Stories & Essays


            Her husband died suddenly of a heartattack right in the middle of writing a poem. He was only thirty-eight, at the height of his powers--and people felt he had a great deal more to give, not just through his poetry but through the way he lived his life.  His second wife, who was nearly ten years younger, found the poem half-finished,  moments after he died, and put it in her pocket for safe-keeping.  She'd never liked his poetry, nor did she like the poem, but she read it again and again, as if it would explain something.   The poem was about Poland. It was about how her husband kept seeing Poland in the rear-view mirror of his car, and how the country kept following him wherever he went. It was about fugitives hiding in barns, people eating ice for bread. Her husband had never been to Poland. His parents had come from Germany, just before World War II, and she had no sense that Poland meant anything to him. This made the poem more elusive, and its elusiveness made her sure that it contained something important.
             Whenever she read the poem, she breathed Poland's air, walked through its fields, worried about people hiding in barns.  And whenever she read it she felt remorse--the kind you feel when someone has died and you realize that you've never paid enough attention to them. She thought of the times she'd listened to her husband with half an ear and of the times he asked where he put his glasses and car-keys and she hadn't helped him look.  After awhile, she began to have similar feelings about Poland--a country she'd never paid attention to. She studied its maps, went to Polish movies, bought a book of Polish folksongs. Poland stayed on her mind like a small, subliminal itch.

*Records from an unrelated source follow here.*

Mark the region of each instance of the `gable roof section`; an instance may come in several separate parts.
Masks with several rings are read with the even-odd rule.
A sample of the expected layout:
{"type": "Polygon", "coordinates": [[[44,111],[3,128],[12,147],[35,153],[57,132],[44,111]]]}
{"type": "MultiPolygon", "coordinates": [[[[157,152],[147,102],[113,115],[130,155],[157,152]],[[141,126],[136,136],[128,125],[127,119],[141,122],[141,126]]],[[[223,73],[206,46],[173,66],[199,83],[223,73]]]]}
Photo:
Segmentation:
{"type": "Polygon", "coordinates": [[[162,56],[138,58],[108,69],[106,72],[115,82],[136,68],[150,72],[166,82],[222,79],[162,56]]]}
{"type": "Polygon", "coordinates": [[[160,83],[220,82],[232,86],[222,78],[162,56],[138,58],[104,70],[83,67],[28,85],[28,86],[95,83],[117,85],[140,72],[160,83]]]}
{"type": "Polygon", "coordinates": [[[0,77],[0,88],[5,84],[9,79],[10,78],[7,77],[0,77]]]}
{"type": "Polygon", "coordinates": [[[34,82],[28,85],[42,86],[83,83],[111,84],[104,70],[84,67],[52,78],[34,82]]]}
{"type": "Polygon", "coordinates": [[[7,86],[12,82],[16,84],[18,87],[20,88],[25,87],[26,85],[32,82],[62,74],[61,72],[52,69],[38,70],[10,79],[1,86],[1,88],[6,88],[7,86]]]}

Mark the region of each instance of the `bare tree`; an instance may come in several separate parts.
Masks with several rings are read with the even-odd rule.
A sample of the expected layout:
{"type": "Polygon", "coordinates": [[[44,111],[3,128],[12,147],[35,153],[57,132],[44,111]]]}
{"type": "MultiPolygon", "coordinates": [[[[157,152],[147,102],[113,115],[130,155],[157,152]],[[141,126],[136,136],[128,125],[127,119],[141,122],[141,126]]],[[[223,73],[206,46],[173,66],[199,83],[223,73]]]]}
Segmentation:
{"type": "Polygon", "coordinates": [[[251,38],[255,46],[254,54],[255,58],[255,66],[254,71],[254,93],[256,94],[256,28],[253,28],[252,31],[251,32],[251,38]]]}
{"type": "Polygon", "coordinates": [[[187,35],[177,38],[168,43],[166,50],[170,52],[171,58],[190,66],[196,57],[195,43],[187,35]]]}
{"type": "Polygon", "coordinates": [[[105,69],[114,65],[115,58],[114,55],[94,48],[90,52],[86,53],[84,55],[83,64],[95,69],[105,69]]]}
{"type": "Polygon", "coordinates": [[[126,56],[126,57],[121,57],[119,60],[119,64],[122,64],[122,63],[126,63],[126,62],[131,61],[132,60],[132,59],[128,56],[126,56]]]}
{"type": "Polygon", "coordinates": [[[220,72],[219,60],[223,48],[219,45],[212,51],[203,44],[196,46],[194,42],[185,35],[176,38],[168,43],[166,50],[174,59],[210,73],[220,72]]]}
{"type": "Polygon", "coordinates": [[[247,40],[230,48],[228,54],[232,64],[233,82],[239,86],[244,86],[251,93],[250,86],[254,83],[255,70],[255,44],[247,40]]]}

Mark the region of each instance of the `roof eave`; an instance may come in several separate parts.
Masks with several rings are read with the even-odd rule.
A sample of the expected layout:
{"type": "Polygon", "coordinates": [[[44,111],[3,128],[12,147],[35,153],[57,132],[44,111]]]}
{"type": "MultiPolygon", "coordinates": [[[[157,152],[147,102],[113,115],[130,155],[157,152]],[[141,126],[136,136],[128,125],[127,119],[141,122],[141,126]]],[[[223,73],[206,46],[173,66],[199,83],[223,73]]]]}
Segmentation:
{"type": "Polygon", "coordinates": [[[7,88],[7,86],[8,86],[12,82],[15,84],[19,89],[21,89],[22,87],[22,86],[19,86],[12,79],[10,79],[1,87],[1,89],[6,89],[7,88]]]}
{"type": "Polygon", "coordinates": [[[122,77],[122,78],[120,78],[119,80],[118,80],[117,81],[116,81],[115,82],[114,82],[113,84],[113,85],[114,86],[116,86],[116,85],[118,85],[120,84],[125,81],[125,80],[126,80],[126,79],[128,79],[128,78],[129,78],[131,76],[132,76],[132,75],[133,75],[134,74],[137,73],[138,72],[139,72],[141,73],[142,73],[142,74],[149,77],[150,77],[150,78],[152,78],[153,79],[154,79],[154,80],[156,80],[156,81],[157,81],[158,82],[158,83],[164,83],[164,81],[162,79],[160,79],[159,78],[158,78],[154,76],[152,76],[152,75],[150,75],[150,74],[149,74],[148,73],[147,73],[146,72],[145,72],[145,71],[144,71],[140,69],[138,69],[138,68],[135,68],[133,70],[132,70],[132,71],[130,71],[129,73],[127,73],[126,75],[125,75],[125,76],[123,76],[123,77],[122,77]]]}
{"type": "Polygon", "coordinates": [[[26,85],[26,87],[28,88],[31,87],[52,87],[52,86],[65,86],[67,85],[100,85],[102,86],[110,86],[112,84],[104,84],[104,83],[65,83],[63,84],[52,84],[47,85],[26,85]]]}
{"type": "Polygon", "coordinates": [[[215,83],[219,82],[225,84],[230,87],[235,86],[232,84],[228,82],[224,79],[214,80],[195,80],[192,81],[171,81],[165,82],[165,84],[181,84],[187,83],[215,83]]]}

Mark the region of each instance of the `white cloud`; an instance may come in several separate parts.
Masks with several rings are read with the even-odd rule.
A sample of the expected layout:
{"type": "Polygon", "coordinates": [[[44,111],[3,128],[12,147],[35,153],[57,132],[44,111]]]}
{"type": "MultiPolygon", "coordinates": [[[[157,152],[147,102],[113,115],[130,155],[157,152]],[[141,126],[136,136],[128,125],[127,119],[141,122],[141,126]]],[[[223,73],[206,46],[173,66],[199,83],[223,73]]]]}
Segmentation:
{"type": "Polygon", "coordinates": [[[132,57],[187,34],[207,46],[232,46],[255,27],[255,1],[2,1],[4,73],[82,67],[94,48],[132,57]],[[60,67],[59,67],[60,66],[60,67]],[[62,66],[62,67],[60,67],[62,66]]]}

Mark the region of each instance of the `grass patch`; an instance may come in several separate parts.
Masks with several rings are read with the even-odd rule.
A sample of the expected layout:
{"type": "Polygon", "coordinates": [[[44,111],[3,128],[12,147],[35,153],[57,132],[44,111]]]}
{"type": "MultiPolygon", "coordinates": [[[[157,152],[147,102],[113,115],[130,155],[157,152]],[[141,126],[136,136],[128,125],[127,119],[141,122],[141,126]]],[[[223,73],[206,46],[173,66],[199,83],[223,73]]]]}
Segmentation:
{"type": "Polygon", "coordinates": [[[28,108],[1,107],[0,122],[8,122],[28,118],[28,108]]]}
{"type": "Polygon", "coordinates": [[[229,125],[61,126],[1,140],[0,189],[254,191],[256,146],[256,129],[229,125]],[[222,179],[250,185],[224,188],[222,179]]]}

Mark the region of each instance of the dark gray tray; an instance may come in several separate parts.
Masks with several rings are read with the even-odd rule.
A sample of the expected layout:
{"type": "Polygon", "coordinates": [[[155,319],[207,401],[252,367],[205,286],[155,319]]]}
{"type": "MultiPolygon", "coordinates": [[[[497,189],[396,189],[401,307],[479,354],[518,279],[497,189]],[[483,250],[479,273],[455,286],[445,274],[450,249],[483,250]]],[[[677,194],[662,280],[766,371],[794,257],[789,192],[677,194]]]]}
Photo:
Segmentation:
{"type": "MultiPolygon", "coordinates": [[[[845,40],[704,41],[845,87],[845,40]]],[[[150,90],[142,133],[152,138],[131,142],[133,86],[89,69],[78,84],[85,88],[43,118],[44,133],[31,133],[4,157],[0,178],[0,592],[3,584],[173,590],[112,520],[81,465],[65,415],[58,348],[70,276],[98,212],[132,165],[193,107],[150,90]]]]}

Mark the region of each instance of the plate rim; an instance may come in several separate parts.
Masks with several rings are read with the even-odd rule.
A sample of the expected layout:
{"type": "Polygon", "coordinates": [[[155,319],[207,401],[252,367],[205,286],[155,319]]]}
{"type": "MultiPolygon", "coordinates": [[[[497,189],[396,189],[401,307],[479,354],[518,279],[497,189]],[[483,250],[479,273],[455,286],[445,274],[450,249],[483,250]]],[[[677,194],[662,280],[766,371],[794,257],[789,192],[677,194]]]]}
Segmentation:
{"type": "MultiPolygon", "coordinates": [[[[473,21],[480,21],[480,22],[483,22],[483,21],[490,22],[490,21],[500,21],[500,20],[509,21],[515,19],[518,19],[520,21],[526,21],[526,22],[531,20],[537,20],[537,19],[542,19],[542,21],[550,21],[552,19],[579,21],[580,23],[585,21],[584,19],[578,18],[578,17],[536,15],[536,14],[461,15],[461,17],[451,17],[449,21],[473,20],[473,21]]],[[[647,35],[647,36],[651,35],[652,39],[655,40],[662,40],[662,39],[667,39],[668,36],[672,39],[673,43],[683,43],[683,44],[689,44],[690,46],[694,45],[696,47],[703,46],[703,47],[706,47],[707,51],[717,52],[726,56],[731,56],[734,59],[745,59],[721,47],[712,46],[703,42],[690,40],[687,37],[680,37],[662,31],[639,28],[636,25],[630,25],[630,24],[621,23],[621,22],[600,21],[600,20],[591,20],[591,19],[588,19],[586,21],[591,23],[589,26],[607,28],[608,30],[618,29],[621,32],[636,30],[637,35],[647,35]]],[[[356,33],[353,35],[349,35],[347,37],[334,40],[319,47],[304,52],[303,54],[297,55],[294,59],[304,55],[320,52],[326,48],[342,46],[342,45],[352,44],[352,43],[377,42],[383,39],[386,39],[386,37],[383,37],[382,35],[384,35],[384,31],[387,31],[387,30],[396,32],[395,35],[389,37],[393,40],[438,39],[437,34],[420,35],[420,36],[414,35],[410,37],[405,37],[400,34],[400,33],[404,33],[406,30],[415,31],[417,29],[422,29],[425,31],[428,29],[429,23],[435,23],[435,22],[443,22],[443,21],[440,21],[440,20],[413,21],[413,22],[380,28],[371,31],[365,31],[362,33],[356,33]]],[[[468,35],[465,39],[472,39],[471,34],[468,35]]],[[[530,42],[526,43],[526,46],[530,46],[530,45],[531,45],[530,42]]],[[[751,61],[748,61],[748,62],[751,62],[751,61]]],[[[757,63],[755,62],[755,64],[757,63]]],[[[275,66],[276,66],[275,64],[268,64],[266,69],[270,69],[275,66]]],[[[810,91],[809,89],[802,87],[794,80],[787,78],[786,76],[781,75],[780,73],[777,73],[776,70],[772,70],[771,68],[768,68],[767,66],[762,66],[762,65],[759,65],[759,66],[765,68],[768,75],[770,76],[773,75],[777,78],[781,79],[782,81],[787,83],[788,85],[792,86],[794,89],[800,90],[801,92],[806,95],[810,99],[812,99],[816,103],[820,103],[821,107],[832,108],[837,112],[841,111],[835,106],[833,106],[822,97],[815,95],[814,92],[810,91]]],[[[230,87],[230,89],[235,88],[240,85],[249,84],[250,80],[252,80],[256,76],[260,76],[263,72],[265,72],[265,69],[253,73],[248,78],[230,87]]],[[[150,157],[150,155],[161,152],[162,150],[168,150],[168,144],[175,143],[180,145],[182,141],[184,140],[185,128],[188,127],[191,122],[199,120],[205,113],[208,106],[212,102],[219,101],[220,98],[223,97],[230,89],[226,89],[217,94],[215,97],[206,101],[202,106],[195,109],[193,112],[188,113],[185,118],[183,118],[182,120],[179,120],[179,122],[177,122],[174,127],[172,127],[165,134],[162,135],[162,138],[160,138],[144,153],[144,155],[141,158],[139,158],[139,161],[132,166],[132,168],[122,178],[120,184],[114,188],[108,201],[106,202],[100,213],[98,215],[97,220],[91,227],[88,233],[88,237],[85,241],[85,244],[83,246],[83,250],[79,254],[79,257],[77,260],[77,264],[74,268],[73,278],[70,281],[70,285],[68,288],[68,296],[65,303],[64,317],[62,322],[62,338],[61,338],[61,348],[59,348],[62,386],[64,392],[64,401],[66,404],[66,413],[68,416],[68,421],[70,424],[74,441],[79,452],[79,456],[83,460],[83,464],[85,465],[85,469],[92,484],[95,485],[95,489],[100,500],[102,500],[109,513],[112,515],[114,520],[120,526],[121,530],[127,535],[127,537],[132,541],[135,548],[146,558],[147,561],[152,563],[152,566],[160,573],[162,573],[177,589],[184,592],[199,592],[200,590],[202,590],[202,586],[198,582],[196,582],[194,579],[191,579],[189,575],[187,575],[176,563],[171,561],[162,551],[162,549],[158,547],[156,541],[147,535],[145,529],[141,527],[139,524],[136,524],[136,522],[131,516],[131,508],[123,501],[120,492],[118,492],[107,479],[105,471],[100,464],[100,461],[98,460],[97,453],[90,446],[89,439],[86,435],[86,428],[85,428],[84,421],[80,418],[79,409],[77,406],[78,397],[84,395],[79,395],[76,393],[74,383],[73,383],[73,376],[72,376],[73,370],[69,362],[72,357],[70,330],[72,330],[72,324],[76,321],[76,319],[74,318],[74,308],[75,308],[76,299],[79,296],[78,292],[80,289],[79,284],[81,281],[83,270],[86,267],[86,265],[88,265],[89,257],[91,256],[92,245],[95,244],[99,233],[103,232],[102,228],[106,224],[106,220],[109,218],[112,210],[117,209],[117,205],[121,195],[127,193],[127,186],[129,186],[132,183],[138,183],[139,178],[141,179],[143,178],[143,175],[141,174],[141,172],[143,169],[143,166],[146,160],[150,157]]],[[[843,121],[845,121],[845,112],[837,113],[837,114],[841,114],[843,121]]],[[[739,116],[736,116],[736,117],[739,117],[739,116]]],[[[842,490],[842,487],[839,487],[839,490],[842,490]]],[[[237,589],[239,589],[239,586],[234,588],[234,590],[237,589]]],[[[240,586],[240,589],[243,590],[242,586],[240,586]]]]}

            One day when she was driving on a backcountry road, she looked in her rear-view mirror and saw Poland in back of her. It was snowy and dark, the Poland of her husband's poem. She made turns, went down other roads, and still it was there, a country she could walk to.  It was all she could do to keep from going there, and when she came home she mailed the poem to her husband's first wife, explaining it was the last thing he'd ever written and maybe she'd like to have it.  It was a risky thing to do--neither liked the other--and in a matter of days she got a call from the woman who said:  Why are you doing this to me, Ellen? Why in God's name don't you let me leave him behind?   There was static on the line, a great subterranean undertow, and soon both women were pulled there, walking in the country of Poland.  He was there, too, always in the distance, and the first wife, sensing this, said, "Well, as far as I'm concerned, he can just go to hell."  She said this almost pleasantly--it wasn't an expression of malice--and the second wife, answered: "I agree. Completely.   It's the only way."